Als Material der Wahl für Photokatalysatoren gilt bisher das Halbleitermaterial Titandioxid (TiO2). Es wird beispielsweise als Photokatalysator in technischen Anlagen zur Dekontamination von Abwässern aus der Industrie und aus Krankenhäusern eingesetzt, erläutert Michael Tausch im Buchkapitel "Konzeptionelle Grundlagen der Photochemie", denn diese seien oft mit organischen Halogenverbindungen aus Lösemitteln bzw. Medikamenten belastet, die sehr schwer abbaubar sind: "Sie müssen entfernt werden, bevor sie in Flüsse und Seen gelangen, weil sie sich sonst in Nahrungsketten anreichern und die Gesundheit von Tieren und Menschen gefährden. Das gelingt durch photokatalytische Oxidation von organischen Halogenverbindungen durch UV-Bestrahlung mit Titandioxid (Anatas) als Photokatalysator und Luft- oder Sauerstoffzufuhr. Selbst so persistente Chlorverbindungen wie Tetrachlorethen werden auf diese Weise vollständig zu Kohlenstoffdioxid und Chlorid-Ionen mineralisiert."

Doch TiO2 hat einen großen Nachteil: Es kann aus dem Spektrum des Tageslichts nur den UV-Anteil absorbieren, und dieser beträgt nur rund 5 Prozent. Soll die Photokatalyse jedoch effizient und industriell nutzbar sein, muss ein solcher Katalysator ein breiteres Spektrum nutzen können. Auch Michael Tausch schwebt als mögliche Anwendung die photokatalytische Spaltung von Wasser vor: "Die Wasserphotolyse wäre eine nachhaltige Methode, Wasserstoff, den umweltfreundlichsten aller Energieträger, mithilfe von Sonnenlicht zu gewinnen." Und das sei prinzipiell möglich, denn die freie Reaktionsenthalpie bei der Zersetzung eines Wasser-Moleküls entspreche der Energie eines Lichtquants, also einem Photon aus dem sichtbaren Bereich. 

Spektrum mit Stickstoffdotierung erweitert

Junggou Kwon, Doktorandin in Niederbergers Team, hat deshalb nach einem neuen Weg gesucht, ein Aerogel aus TiO2-Nanopartikeln so zu optimieren, dass es ein breiteres Lichtspektrum ausnützen kann.

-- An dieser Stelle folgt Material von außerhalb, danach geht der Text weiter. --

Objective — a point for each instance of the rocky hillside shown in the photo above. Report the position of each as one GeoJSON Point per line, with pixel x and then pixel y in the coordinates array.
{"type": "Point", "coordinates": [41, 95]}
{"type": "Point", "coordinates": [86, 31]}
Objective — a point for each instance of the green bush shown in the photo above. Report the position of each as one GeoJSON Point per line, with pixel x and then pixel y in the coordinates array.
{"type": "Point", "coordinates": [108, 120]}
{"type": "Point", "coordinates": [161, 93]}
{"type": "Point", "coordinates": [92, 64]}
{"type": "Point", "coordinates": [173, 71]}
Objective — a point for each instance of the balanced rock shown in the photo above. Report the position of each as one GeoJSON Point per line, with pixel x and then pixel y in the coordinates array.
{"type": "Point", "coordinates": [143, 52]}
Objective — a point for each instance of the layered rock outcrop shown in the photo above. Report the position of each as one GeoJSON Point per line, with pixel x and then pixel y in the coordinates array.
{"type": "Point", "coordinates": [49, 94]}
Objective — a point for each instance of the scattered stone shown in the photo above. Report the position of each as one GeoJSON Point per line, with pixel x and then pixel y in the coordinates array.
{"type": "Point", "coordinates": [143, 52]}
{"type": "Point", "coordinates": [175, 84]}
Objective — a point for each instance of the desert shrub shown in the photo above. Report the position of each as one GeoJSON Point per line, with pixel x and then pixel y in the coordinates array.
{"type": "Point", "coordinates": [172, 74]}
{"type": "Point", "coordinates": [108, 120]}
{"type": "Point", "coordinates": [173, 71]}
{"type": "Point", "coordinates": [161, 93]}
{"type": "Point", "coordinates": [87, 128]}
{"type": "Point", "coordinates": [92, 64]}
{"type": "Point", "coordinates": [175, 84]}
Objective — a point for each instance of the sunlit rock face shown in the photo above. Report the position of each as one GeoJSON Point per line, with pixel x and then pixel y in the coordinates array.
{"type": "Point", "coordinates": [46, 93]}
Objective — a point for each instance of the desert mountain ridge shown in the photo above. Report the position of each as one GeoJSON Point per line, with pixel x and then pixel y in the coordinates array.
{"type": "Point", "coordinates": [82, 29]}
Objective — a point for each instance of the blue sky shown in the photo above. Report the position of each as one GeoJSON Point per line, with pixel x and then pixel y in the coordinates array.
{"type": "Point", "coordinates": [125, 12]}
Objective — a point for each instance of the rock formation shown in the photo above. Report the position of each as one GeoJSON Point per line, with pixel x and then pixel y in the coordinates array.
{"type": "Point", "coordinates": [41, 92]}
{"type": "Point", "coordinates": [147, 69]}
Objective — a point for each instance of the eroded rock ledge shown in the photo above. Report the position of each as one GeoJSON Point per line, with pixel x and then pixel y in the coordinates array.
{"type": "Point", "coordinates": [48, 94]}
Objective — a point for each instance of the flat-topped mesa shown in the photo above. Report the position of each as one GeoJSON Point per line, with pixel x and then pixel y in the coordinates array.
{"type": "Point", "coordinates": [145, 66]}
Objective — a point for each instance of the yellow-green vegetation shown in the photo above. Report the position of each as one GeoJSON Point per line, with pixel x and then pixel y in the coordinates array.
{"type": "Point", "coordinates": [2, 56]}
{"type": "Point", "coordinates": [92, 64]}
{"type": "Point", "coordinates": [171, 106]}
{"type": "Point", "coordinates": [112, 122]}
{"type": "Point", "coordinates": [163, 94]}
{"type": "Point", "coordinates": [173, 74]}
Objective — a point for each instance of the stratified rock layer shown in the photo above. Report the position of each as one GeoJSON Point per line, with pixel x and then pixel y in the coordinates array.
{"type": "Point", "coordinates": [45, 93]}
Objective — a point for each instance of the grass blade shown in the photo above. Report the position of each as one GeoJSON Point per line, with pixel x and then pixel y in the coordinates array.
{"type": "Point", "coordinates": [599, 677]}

Und sie hatte eine zündende Idee: Sie stellte zuerst das Aerogel mit TiO2-Nanopartikeln unter Zugabe geringer Mengen des Edelmetalls Palladium her. Anschließend leitete sie in einem Reaktor Ammoniakgas durch das Aerogel, wobei sich einzelne Stickstoffatome in die Kristallstruktur der TiO2-Nanopartikel einbetteten – mit dem Ergebnis, dass das Aerogel weitere Anteile aus dem sichtbaren Spektrum des Lichts absorbieren konnte. Ihre Studie haben die Zürcher Forscher soeben in der ACS-Fachzeitschrift "Applied Materials & Interfaces" veröffentlicht.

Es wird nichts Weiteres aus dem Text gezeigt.